A neutralização de imagens repetitivas ocorre por mecanismo de inibição cerebral entre a área da visão – que fica na parte posterior do cérebro, denominada lobo occipital – e as múltiplas áreas relacionadas à atenção – um complexo de nada menos que 9 áreas cerebrais. Por esse mecanismo, deixa-se de prestar a atenção a situações não-conformes que continuam existindo no dia após dia. Em fisiologia do cérebro, esse fenômeno é denominado desatenção cega. Na prática, a condição errada passa a fazer parte da paisagem.Quando não é possível ter ação sobre uma determinada realidade, nosso cérebro “inventa” uma forma de não se sobrecarregar com aquele fator: é o parar de pensar, que funciona em nível consciente, mas que tem uma pontinha de inconsciente, como se fosse uma memória não totalmente esquecida, mas colocada “debaixo do tapete”. Na prática, com tantas questões que têm o supervisor e o gerente para resolver, nada demais se deixar esse incômodo da condição inadequada temporariamente esquecida. Esse mecanismo vem com o terceiro, que é o direcionamento do foco de forma sustentada ao longo da jornada de trabalho (ou mesmo depois dela) para os itens de maior cobrança: cronograma de produção, sem o qual há multas para a empresa, qualidade e o controle sobre custo, naturalmente.

Essas possíveis tormentas no pensamento do gerente são abafadas por uma racionalização bem evidente: os trabalhadores tomam cuidado e, certamente, tomarão cuidado ao perceberem e lidarem com a condição inadequada de trabalho.

Entre os trabalhadores, também ocorrem alguns mecanismos cerebrais interessantes: um deles está relacionado ao conflito entre fazer a atividade em condições não adequadas versus colocar-se em risco de acidente, que costuma ser minimizado pelo mecanismo de aceitação coletiva daquela condição inadequada como a regra da operação. Outro mecanismo cerebral que minimiza o risco relativo é o histórico de que, na grande maioria das vezes em que a tarefa é feita fora da condição ergonômica, nada acontece.

 Outro fator que pesa na decisão do trabalhador de fazer a atividade é o conflito entre fazer a atividade fora das condições adequadas e o receio de represálias.
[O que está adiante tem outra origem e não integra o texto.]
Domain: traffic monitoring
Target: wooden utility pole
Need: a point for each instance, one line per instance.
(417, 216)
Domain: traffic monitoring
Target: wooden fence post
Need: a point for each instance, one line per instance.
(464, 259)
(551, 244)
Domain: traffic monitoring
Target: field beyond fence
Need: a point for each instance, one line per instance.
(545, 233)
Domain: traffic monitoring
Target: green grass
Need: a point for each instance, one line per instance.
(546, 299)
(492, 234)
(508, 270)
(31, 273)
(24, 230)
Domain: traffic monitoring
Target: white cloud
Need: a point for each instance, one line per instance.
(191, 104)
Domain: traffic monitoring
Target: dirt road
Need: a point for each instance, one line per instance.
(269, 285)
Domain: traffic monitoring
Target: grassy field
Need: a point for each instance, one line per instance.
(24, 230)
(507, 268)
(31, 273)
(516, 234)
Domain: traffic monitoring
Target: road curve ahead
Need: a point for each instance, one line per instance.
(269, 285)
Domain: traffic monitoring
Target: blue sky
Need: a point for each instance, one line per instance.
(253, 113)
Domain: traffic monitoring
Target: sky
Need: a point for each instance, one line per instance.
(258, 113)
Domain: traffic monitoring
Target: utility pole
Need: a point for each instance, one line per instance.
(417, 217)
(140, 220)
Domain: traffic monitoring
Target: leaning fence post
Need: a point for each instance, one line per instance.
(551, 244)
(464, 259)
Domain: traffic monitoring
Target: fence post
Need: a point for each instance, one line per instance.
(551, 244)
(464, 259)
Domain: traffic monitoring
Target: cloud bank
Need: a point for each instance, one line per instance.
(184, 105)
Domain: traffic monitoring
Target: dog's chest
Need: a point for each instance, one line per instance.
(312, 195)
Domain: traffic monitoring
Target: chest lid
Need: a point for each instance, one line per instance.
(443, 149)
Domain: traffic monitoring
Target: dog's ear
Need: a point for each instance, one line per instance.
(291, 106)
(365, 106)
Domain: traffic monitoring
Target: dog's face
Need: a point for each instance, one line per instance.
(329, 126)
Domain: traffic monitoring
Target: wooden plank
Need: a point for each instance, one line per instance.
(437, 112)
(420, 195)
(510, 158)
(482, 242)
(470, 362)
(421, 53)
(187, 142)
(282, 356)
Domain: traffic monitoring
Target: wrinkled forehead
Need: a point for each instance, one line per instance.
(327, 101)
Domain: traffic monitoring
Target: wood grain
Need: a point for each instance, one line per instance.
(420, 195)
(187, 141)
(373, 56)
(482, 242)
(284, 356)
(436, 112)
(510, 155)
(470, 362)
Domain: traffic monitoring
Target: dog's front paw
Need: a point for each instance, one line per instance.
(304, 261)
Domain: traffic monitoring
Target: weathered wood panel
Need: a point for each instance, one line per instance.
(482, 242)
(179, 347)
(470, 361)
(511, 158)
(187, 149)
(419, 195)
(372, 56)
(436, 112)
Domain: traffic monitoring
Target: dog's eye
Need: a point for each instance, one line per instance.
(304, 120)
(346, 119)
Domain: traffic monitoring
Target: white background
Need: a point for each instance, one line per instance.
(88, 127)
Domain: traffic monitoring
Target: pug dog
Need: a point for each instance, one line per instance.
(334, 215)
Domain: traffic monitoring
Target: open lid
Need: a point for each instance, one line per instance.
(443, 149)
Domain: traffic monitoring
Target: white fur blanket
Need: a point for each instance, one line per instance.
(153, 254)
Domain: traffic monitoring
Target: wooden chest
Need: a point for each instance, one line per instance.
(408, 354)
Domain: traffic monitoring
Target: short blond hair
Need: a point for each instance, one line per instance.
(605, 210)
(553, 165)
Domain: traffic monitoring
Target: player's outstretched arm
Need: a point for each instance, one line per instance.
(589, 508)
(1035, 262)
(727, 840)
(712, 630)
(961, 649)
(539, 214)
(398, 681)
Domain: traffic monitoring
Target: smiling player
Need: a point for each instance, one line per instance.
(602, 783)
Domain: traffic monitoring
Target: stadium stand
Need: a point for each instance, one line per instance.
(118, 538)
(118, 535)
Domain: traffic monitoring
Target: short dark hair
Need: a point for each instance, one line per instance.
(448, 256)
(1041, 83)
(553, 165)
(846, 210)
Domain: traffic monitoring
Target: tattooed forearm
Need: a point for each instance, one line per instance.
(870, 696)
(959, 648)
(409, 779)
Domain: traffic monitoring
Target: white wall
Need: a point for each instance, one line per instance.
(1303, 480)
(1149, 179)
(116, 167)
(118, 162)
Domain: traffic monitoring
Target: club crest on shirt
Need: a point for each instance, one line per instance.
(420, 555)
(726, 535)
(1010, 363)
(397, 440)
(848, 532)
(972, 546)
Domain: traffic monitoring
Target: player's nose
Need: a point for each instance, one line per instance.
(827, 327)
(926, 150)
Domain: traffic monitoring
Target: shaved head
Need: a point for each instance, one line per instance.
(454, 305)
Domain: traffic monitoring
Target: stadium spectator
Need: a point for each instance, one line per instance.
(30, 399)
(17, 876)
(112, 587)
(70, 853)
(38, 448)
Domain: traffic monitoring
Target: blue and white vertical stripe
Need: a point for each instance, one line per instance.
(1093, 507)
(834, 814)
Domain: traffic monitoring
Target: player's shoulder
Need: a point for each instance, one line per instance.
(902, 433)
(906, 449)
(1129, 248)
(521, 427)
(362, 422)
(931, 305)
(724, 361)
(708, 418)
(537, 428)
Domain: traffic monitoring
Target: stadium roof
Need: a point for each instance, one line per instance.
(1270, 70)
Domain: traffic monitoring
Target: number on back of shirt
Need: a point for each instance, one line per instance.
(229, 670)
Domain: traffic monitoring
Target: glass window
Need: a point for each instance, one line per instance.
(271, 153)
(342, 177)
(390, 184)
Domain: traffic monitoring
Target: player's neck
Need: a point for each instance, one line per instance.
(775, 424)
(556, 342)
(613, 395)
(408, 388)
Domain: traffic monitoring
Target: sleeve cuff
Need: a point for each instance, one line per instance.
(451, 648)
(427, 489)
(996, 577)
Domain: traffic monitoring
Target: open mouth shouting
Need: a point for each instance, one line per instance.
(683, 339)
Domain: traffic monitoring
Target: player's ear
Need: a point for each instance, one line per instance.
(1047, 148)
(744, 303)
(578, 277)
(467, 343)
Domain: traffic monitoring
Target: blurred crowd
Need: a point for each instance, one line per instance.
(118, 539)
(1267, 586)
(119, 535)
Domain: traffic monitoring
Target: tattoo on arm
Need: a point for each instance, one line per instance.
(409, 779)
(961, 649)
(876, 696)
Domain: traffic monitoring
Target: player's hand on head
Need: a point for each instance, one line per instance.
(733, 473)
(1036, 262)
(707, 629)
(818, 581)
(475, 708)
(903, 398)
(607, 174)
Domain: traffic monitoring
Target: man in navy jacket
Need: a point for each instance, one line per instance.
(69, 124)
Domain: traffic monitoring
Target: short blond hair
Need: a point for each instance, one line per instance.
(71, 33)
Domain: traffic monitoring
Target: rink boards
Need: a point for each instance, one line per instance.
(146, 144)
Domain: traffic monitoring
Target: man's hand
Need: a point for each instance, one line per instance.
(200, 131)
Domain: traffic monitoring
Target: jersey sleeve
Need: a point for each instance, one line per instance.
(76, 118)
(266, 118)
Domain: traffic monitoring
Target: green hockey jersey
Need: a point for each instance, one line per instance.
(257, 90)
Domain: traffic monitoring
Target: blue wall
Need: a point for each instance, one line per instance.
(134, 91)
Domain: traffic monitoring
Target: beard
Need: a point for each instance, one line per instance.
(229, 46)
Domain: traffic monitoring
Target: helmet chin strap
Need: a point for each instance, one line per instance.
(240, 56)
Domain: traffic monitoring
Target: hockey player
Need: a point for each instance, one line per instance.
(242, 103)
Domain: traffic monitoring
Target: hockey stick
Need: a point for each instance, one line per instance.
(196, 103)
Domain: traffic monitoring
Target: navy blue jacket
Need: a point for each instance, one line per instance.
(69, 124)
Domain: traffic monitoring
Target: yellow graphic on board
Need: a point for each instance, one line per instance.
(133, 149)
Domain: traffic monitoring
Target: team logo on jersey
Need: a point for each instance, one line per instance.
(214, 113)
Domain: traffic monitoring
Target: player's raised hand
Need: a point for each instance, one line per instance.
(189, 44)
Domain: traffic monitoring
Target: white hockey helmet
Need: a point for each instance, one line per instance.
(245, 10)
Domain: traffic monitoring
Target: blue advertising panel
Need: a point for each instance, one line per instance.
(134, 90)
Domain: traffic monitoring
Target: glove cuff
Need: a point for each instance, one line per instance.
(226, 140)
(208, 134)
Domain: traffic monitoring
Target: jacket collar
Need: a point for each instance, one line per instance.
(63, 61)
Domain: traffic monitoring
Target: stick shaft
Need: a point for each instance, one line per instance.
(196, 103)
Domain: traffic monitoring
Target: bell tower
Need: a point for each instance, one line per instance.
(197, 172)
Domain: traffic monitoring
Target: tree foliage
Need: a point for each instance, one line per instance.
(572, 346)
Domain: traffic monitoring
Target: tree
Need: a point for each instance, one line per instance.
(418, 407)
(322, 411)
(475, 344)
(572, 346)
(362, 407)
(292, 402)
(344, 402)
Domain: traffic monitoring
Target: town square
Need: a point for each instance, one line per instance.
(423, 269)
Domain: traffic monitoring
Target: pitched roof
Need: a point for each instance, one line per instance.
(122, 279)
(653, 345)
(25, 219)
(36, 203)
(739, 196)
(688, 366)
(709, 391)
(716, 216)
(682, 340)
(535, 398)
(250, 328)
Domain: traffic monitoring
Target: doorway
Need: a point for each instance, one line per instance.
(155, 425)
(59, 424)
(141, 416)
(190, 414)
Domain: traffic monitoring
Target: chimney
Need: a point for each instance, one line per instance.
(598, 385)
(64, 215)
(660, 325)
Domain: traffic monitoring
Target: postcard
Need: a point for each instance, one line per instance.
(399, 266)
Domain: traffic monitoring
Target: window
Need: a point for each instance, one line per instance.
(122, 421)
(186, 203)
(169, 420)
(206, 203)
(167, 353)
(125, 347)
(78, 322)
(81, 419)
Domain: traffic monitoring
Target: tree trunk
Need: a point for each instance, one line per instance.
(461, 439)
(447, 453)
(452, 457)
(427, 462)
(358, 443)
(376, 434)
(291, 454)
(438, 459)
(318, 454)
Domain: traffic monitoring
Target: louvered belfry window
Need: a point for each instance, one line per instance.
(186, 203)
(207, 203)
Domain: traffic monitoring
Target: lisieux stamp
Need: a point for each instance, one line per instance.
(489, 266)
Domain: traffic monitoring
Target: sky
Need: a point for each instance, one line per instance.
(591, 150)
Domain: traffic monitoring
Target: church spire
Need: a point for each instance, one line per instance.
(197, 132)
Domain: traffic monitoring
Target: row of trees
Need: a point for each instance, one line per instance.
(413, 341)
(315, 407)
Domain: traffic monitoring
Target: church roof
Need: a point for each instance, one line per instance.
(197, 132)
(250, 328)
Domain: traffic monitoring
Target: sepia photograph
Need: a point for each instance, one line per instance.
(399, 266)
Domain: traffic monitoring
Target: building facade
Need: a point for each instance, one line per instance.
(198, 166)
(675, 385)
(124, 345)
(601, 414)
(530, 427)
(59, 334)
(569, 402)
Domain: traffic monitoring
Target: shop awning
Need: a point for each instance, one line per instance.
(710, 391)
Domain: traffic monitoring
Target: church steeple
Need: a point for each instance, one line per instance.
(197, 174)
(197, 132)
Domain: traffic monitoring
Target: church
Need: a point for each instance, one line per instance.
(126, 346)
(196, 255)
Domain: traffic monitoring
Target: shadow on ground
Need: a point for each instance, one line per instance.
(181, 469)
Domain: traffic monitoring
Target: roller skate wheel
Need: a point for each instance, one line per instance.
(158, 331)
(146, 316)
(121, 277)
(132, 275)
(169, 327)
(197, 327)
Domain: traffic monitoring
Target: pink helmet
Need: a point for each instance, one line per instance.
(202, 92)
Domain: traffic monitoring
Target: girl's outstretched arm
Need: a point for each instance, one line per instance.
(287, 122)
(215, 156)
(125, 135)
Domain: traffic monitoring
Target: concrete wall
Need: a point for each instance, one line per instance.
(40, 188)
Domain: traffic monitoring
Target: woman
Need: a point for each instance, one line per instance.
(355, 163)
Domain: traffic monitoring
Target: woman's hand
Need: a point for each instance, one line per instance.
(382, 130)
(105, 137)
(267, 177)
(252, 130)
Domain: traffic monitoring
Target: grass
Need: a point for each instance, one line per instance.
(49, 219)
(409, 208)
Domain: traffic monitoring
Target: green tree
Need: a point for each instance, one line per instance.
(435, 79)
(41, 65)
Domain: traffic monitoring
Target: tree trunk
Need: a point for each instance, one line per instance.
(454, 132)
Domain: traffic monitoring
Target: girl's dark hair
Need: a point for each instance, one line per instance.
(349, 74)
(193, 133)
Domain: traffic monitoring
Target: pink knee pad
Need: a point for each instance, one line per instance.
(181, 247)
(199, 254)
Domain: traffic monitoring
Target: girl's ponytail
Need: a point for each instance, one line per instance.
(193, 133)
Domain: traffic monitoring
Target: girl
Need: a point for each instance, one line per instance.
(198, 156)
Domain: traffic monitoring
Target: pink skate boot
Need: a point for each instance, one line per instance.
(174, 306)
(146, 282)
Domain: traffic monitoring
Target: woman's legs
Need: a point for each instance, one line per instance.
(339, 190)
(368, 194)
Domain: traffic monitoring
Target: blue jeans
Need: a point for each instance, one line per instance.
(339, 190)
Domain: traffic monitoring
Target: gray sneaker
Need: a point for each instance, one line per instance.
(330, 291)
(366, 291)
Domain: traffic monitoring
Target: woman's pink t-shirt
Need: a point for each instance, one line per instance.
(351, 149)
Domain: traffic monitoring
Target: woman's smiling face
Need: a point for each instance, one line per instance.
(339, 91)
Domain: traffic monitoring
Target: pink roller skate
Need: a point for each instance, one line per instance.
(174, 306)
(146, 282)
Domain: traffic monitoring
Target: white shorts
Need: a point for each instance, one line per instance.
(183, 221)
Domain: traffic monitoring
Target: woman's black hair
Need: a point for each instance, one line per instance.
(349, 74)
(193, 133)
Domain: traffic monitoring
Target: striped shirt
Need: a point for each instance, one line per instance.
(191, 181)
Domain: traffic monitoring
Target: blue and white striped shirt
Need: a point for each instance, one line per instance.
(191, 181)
Na prática, é a lógica do “manda quem pode, obedece quem tem contas para pagar.” Reservar uma atitude firme de “direito de recusa” fica apenas para situações de risco claro e iminente.

Assim é que, com essa tolerância de parte a parte, a vida do trabalho segue, executando-se as atividades em condições antiergonômicas, sem considerarem as partes estar havendo transgressão, até que um dia ocorre o acidente. Só que, ao contrário do que se pensa, acidentes desse tipo (por más condições ergonômicas, incorporadas à paisagem) não são raros e respondem por pelo menos 40% de todos os acidentes de uma organização.

A explicação do acidente

Não havia outra forma de realizar a manobra em algumas válvulas a não ser subindo na tubulação. A ordem formal proibindo essa conduta era considerada como “letra morta”, uma vez que fazia parte da rotina ter que assumir algum risco, especialmente quando se tinha a experiência de poucos acidentes ao se trabalhar dessa forma.

Certamente, a elaboração dessa norma interna não contou com o envolvimento de algum operador de área, que prontamente teria destacado ser impossível seguir normalmente com o processo produtivo sem a necessidade de subir na tubulação.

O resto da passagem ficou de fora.